AVSpeechSynthesizer

Though we’re a long way off from
Hal or
Her,
we shouldn’t forget about the billions of people out there for us to talk to.

Of the thousands of languages in existence,
an individual is fortunate to gain a command of just a few within their lifetime.
And yet,
over several millennia of human co-existence,
civilization has managed to make things work (more or less)
through an ad-hoc network of
interpreters, translators, scholars,
and children raised in the mixed linguistic traditions of their parents.
We’ve seen that mutual understanding fosters peace
and that conversely,
mutual unintelligibility destabilizes human relations.

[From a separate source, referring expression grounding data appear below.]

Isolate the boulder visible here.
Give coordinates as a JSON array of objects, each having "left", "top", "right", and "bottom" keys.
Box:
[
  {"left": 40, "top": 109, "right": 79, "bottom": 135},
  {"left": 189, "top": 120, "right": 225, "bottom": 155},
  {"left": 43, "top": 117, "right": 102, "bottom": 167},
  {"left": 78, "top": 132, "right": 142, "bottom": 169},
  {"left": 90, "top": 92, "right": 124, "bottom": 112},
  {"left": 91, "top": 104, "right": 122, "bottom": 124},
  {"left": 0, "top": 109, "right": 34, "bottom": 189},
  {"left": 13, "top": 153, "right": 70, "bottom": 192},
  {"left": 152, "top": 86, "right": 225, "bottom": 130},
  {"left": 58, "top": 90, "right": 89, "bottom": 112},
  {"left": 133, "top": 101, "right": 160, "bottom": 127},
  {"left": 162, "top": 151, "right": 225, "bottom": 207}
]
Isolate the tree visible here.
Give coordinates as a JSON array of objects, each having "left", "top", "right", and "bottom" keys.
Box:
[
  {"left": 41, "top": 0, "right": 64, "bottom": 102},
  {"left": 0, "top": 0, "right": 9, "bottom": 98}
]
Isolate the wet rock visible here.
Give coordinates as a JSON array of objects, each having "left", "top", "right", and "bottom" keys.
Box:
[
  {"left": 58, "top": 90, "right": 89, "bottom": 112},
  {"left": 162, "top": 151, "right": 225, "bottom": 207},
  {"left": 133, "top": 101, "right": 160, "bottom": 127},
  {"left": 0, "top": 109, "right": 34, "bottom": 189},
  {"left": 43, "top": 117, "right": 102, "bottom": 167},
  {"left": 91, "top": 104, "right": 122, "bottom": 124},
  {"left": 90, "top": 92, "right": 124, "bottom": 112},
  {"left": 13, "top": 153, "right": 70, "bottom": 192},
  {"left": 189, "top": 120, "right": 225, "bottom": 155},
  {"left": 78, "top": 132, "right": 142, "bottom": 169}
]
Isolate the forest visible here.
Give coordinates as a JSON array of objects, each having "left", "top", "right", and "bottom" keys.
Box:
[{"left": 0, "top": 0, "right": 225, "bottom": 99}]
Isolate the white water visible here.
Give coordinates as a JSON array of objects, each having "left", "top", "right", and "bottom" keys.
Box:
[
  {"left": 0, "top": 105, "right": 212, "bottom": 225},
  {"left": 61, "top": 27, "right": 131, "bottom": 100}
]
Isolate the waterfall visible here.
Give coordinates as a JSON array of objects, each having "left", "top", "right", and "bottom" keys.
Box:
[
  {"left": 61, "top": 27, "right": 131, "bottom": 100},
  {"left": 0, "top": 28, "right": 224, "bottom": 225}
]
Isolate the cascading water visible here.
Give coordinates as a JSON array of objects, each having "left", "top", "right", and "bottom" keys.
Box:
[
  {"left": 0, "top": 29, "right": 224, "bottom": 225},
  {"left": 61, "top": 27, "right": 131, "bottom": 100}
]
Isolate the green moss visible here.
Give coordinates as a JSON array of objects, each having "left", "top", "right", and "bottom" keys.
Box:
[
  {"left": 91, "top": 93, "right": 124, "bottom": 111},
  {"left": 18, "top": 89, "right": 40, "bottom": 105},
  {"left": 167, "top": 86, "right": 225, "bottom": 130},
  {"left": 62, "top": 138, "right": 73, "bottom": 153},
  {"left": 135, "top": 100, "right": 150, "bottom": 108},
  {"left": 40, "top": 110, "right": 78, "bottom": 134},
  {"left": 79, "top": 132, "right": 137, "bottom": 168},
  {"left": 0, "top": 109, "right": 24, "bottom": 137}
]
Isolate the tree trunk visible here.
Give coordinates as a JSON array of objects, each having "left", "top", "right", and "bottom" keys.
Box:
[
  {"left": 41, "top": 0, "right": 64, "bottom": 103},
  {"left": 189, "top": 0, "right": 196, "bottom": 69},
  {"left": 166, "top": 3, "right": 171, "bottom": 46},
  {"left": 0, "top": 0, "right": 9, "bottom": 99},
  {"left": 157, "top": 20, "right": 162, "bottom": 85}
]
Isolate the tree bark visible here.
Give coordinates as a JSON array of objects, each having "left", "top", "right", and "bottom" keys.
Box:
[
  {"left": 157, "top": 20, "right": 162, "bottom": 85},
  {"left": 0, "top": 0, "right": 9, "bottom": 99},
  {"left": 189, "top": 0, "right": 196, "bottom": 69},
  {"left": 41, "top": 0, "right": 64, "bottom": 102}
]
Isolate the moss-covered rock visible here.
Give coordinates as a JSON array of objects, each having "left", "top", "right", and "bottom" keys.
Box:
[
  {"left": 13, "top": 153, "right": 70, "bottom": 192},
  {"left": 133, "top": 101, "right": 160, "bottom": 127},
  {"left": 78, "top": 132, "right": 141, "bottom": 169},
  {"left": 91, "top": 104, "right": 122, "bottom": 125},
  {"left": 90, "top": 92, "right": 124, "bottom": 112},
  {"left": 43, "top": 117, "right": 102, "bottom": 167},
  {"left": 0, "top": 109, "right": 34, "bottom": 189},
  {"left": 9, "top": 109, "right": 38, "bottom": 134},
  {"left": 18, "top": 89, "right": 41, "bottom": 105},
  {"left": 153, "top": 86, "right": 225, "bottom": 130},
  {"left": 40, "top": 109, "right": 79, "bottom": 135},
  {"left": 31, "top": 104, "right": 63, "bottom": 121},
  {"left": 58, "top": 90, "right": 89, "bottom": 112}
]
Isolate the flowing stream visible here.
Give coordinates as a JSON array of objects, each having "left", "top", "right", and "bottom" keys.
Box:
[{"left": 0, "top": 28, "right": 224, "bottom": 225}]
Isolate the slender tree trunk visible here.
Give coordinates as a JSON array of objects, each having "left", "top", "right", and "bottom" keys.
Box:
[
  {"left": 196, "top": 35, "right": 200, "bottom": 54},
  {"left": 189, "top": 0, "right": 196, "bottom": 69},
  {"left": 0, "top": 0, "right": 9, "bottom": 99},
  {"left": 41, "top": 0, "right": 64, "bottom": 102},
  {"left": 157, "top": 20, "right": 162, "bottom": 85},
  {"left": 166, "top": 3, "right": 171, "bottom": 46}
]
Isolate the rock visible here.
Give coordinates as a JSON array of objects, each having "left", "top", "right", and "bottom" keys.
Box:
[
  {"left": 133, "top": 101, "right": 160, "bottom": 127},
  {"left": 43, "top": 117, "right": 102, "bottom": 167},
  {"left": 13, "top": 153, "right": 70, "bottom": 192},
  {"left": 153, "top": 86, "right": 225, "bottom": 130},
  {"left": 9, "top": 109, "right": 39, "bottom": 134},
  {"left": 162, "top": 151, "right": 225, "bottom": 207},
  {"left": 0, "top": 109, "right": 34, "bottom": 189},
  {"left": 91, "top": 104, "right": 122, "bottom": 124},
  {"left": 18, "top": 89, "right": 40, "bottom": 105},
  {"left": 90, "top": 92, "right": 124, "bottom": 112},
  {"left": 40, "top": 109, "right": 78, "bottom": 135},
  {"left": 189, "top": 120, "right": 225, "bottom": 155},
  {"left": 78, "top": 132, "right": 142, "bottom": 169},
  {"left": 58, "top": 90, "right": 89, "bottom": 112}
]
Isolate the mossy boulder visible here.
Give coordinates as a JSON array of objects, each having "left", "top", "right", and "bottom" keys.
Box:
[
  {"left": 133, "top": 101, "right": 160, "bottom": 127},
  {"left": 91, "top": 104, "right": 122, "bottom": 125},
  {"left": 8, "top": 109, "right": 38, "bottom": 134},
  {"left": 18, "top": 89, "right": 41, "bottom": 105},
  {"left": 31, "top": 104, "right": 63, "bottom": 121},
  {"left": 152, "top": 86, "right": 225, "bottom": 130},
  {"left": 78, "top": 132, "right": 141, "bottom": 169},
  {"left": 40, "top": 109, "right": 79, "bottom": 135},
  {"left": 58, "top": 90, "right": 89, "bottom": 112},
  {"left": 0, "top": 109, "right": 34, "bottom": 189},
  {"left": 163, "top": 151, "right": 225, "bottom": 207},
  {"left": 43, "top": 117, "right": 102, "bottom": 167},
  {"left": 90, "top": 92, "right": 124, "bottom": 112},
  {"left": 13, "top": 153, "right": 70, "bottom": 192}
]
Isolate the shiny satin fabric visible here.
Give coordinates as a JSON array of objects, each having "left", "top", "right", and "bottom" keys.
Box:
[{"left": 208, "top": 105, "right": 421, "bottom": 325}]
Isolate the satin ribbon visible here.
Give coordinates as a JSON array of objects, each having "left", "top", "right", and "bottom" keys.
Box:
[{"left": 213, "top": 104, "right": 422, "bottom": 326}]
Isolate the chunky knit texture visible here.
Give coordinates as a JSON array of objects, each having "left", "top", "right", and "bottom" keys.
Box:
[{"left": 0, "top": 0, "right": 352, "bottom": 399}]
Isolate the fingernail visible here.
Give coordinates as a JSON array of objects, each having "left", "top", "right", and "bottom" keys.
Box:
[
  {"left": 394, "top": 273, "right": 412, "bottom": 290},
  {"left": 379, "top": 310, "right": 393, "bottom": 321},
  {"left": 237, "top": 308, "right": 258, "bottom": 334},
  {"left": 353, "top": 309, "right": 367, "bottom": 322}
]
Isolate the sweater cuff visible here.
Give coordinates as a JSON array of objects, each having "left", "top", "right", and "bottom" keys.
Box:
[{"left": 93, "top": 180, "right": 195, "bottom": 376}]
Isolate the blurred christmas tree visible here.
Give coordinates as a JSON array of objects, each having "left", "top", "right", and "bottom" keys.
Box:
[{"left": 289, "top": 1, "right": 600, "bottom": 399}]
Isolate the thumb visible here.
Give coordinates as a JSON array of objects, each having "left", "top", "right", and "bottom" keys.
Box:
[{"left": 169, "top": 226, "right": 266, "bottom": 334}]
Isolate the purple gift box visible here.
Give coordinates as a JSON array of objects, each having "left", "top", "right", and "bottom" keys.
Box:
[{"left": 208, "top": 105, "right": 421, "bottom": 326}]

It’s fitting that the development of computational linguistics
should coincide with the emergence of the international community we have today.
Working towards mutual understanding,
intergovernmental organizations like the United Nations and European Union
have produced a substantial corpus of
parallel texts,
which form the foundation of modern language translation technologies.

Computer-assisted communication
between speakers of different languages consists of three tasks:
transcribing the spoken words into text,
translating the text into the target language,
and synthesizing speech for the translated text.

This article focuses on how iOS handles the last of these: speech synthesis.


Introduced in iOS 7 and available in macOS 10.14 Mojave,
AVSpeechSynthesizer produces speech from text.

To use it,
create an AVSpeechUtterance object with the text to be spoken
and pass it to the speakUtterance(_:) method:


import AVFoundation
        let string = "Hello, World!"
        let utterance = AVSpeechUtterance(string: string)
        let synthesizer = AVSpeechSynthesizer()
        synthesizer.speakUtterance(utterance)
        
NSString *string = @"Hello, World!";
        AVSpeechUtterance *utterance = [[AVSpeechUtterance alloc] initWithString:string];
        utterance.voice = [AVSpeechSynthesisVoice voiceWithLanguage:@"en-US"];
        AVSpeechSynthesizer *synthesizer = [[AVSpeechSynthesizer alloc] init];
        [synthesizer speakUtterance:utterance];
        

You can use the adjust the volume, pitch, and rate of speech
by configuring the corresponding properties on the AVSpeechUtterance object.

When speaking,
a synthesizer can be paused on the next word boundary,
which makes for a less jarring user experience than stopping mid-vowel.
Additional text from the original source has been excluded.